И опять Отто улыбается вымученной улыбкой.
— А эта Гудде все стоит и стоит, — шепчет фрау Хакендаль. — Кого это она провожает? Ты ее узнал, Отто?
— Кто? Кого?
— Да эту Гудде! Нашу портниху! Ты ж ее знаешь!
— Я… я… дело в том, что я…
Все смотрят на Отто, и он густо краснеет. Но они ничего не замечают.
— Ты не видел, к кому она пришла?
— Я? Нет! Я ничего не видел.
«Прости, прощай…» заиграл оркестр, и поезд тронулся, покатил… Провожающие вытаскивают платки, руки протягиваются для последнего пожатия.
О, эта одинокая фигура у чугунного столба! Она не достала свой платок, не машет ему на прощание. Но она стоит, не шевелясь, словно так и намерена стоять и стоять, терпеливо, безропотно ожидая его возвращения. Глаза его наполняются слезами.
— Не плакать, Отто! — кричит папаша Хакендаль. — Мы еще увидимся! — И очень громко, так как поезд развивает скорость и Хакендаль вынужден отстать: — Ты всегда был хорошим сыном!
Дольше всех бежит Малыш — до самого конца перрона. Он следит за тем, как поезд постепенно скрывается из виду, как треплются на ветру бесчисленные платочки, — а затем поворот, промелькнул круглый красный стоп-сигнал в последнем вагоне — и все!
Гейнц возвращается
— А теперь поскорей, — говорит фрау Хакендаль. — Мне хочется поймать эту Гудде. Интересно, чей это ребенок и кого она провожала на фронт.
Но Гертруд Гудде уже скрылась вместе с Густэвингом.
Старший врач хирургического отделения, вконец измотанный, стоял перед умывальником в своем кабинете и, как всегда в минуты большой усталости, тщательно мыл руки.

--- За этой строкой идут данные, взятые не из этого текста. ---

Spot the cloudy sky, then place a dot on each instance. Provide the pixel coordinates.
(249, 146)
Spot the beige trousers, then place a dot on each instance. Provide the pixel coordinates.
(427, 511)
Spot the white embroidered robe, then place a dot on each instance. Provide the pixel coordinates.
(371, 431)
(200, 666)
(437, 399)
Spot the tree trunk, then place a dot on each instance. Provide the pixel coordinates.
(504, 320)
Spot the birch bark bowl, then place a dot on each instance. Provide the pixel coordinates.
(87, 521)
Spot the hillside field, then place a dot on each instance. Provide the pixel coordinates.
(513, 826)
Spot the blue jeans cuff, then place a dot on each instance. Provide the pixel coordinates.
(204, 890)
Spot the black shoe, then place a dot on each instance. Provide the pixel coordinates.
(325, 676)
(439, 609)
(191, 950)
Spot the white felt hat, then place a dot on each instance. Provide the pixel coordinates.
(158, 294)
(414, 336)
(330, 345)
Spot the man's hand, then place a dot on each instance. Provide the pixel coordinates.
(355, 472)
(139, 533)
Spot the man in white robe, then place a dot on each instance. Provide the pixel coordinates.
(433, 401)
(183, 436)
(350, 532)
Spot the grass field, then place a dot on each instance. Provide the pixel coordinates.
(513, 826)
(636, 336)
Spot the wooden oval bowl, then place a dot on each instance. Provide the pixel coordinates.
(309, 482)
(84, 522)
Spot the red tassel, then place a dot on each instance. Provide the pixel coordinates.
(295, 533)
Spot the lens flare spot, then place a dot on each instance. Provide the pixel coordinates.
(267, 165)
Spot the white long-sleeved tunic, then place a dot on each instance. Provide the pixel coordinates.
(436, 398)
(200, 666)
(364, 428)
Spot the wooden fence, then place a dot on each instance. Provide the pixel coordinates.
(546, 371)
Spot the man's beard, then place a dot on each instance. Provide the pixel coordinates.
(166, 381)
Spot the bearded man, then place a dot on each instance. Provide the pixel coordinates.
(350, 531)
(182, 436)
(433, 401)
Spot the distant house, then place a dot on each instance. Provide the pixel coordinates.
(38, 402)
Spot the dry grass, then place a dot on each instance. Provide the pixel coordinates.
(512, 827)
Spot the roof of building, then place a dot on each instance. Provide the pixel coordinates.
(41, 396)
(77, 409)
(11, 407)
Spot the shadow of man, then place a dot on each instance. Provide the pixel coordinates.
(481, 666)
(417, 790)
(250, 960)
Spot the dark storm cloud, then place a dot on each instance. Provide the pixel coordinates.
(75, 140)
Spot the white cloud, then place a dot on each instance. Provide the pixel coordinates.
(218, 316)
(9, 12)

Машинально взял он жесткую щеточку и вычистил ею ногти, вымыл руки раствором сулемы, сполоснул и вытер полотенцем.
Он закурил сигарету, глубоко затянулся, подошел к окну и задумчиво, ничего не различая, стал глядеть вниз, в больничный сад. Он выдохся, устал, с одиннадцати на ногах, а конца все не видно…
«И это, — думал он, — лишь начало. Это — лишь начало… — думал он, не спеша и без особого уныния или волнения. — То-то и оно — это лишь начало…»
За четыре дня мобилизации он потерял три четверти своего врачебного персонала. Всех отправили на фронт. «Выше знамя!» — сказали они и ушли. Ушло три четверти всех врачей, не говоря уж о прочих медицинских работниках, число же больных даже превышает норму. И это — лишь начало…
Ограничившись одной затяжкой, старший врач сунул сигарету в пепельницу. Машинально направился к умывальнику и снова начал с заученной тщательностью — он тысячу раз наблюдал ее у себя и у других — мыть руки и тереть их щеточкой. Он не сознавал, что делает. Разве что над ним пошутит кто-нибудь из коллег или хирургическая сестра скажет: «Опять вы моете руки, господин профессор! Вы мыли их ровно две минуты назад!»
— Но сейчас не было никого, кто бы ему напомнил. Тщательно начищает он щеткой ногти…
«Выше знамя!» — сказали они и ушли. Но как держать его высоко едва ли с четвертью нормального состава врачей? Как бы совсем не выпустить его из рук — ведь приходится на многое закрывать глаза, мириться с ужасающей халатностью…
Это будет нам стоить немало человеческих жизней, думает он устало, а ведь сколько он ни работает врачом и сколько ни перевидал пациентов, никогда он не теряет ощущения, что перед ним живые люди, а не случаи из медицинской практики: матери, чьи дети дома плачут; отцы, от чьего здоровья зависит счастье и благосостояние целой маленькой общины.
Это будет нам стоить немало человеческих жизней, думает он, но в ближайшее время человеческая жизнь и вообще-то будет цениться дешево, как самый бросовый товар. И умирать будут не только больные, истощенные, престарелые — нет, преимущественно молодые и здоровые. Силы народа будут систематически идти на убыль — и это нам предстоит на много дней, недель, а может быть, и месяцев… А я сокрушаюсь при мысли, как бы мне какой-нибудь гнойный аппендицит не пришлось оперировать с получасовым опозданием!